John sonrió. Al menos, algunas cosas no habían cambiado. Había empezado años antes, con seis peniques en el patio del colegio, y había terminado con un billete de diez libras el Día del Discurso. Ahora, necesitaba una libra. John solo podía estar seguro de una cosa: Robin jamás le devolvería ni un penique. Al fin y al cabo, no pasaría mucho tiempo antes de que los papeles se invirtieran. John sacó su cartera, que contenía dos billetes de una libra y un billete de tren de vuelta a Manchester. Extrajo uno de los billetes y se lo dio a Robin.
John iba a hacerle una pregunta acerca de otro cuadro (un óleo titulado Barrabás en el infierno ), pero su hermano ya había dado media vuelta para reunirse con su madre y el cortejo de adoradores.
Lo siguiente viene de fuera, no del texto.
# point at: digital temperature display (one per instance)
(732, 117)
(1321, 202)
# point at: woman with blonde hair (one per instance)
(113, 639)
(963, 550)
Cuando John dejó la Universidad de Manchester, le ofrecieron enseguida pasar un período de prácticas en Reynolds and Company, en un momento en que Robin se había trasladado a Chelsea. Se había mudado a un conjunto de habitaciones que su madre describía como pequeño, pero en la parte más de moda en la ciudad. No añadía que debía compartirlo con otros cinco estudiantes.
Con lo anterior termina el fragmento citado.